Early diagnosis can be made through a blood test to determine enzymatic activity and genetic testing.
Depending on which organ is affected, Fabry disease may appear as different clinical problems. For kidney issues, the patient sees a nephrologist. Patients with arrhythmias may see a cardiologist. Pain may require a neurologist or rheumatologist, and skin lesions a dermatologist.
The disease usually begins with hand and foot pain, abdominal pain, fatigue, some skin lesions, and later kidney involvement in adolescence (albumin in the urine). It can also cause cardiomyopathy or left ventricular hypertrophy, detectable via echocardiography.
Symptoms appear progressively. Healthcare professionals must be aware of this possibility, detect it, and diagnose it in time.
Fabry disease can be treated symptomatically with medications for pain, proteinuria, or arrhythmias. Additionally, there are specific treatments.
Since 2001, enzyme replacement therapy (ERT) has been available. This therapy addresses the deficient enzyme production. Through genetic engineering, the enzyme can be produced in the lab and administered intravenously every 15 days. The protein enters the cell and acts for several days, but because the body does not produce it, supplementation must continue.
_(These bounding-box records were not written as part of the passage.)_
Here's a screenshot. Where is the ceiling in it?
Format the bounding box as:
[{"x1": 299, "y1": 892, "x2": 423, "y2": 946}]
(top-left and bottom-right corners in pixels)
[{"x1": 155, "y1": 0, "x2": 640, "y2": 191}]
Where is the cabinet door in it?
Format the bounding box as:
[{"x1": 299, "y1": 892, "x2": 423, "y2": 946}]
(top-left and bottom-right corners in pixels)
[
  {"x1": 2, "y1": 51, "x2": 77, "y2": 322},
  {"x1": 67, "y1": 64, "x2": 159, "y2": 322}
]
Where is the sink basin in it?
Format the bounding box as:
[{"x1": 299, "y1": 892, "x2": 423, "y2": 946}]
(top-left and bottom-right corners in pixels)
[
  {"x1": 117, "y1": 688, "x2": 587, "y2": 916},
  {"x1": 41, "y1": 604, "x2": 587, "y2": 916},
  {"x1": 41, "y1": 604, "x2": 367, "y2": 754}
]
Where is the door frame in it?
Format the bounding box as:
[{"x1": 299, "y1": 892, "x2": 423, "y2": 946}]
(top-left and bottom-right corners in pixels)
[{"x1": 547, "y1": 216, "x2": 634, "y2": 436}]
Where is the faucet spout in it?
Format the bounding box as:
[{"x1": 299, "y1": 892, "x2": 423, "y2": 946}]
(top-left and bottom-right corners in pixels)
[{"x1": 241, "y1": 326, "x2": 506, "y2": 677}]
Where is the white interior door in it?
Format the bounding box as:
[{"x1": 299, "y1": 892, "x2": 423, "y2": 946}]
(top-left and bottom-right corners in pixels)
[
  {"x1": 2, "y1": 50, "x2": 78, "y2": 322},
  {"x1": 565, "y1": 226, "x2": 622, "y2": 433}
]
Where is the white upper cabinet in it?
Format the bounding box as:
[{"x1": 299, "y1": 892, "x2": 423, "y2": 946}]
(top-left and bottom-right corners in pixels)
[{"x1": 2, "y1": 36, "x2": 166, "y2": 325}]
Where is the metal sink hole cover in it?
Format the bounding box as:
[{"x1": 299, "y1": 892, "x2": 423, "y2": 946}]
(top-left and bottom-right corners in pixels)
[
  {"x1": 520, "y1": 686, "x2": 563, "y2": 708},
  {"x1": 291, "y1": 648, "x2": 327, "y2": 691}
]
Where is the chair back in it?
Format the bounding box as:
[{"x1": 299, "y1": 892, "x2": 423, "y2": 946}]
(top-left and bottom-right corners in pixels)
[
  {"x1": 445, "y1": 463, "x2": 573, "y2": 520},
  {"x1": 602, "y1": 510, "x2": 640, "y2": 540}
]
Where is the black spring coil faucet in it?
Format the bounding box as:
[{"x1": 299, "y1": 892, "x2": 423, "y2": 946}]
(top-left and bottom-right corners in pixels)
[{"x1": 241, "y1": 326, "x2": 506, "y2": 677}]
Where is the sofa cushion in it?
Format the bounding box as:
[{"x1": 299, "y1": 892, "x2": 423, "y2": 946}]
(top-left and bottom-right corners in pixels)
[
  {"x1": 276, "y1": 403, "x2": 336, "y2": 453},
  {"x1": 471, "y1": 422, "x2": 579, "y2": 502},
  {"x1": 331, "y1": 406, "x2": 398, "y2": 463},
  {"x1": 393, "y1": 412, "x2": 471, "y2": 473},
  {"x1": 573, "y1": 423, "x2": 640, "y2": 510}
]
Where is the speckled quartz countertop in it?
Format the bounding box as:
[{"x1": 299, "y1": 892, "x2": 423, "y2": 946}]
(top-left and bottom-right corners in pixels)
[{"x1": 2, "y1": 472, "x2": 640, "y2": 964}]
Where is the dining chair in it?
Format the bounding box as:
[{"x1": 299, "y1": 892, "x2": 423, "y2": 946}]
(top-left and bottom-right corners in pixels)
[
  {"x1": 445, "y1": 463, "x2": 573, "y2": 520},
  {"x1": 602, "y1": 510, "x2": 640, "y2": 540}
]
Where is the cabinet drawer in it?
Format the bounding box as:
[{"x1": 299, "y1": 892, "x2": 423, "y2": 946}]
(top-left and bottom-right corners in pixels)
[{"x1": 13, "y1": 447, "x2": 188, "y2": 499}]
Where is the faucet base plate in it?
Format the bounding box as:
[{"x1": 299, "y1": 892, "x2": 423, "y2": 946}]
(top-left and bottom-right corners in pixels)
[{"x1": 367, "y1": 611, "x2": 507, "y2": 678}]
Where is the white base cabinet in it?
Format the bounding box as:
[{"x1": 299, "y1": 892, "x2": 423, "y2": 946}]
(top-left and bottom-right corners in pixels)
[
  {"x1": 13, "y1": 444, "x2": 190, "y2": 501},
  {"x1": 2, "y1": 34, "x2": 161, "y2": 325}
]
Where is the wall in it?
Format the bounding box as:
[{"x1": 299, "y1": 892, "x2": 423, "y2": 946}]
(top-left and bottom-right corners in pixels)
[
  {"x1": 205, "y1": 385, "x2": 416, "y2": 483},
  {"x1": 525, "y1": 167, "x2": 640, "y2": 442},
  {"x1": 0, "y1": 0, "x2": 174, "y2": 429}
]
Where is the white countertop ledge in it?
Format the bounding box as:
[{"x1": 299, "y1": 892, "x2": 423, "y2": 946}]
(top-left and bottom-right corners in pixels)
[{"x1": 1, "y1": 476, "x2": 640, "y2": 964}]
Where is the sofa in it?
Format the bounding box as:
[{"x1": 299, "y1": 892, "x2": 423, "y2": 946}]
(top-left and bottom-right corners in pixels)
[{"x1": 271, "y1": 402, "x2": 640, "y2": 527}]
ERT reduces the occurrence of severe complications and improves survival by an average of 20 years. For optimal therapeutic benefit, treatment should start before irreversible tissue damage occurs.
Recently, another treatment alternative has emerged: pharmacological chaperone therapy. If the gene mutation produces no protein, this therapy cannot be used. If a defective protein is produced, the molecule binds to it, modifying its structure and improving its activity in genetically responsive variants (20–30%).
At Vall d’Hebron Research Institute, studies are underway to improve intracellular transport and drug efficacy using nanoparticles, which facilitate delivery of the enzyme precisely to the required site.
Another treatment in development is gene therapy, which involves introducing a normal gene into the cell via a vector so that the cell can produce the enzyme normally and permanently. If successful, this would be a curative treatment.
Expanded genetic testing helps study the family and detect affected individuals in early stages. Screening at-risk populations such as people with unexplained kidney disease, unexplained myocardial hypertrophy, early stroke, or sudden hearing loss is essential. Specialists in nephrology, cardiology, neurology, dermatology, ophthalmology, ENT, and other fields must consider Fabry disease, along with family history and clinical records, to detect it early and achieve optimal benefits.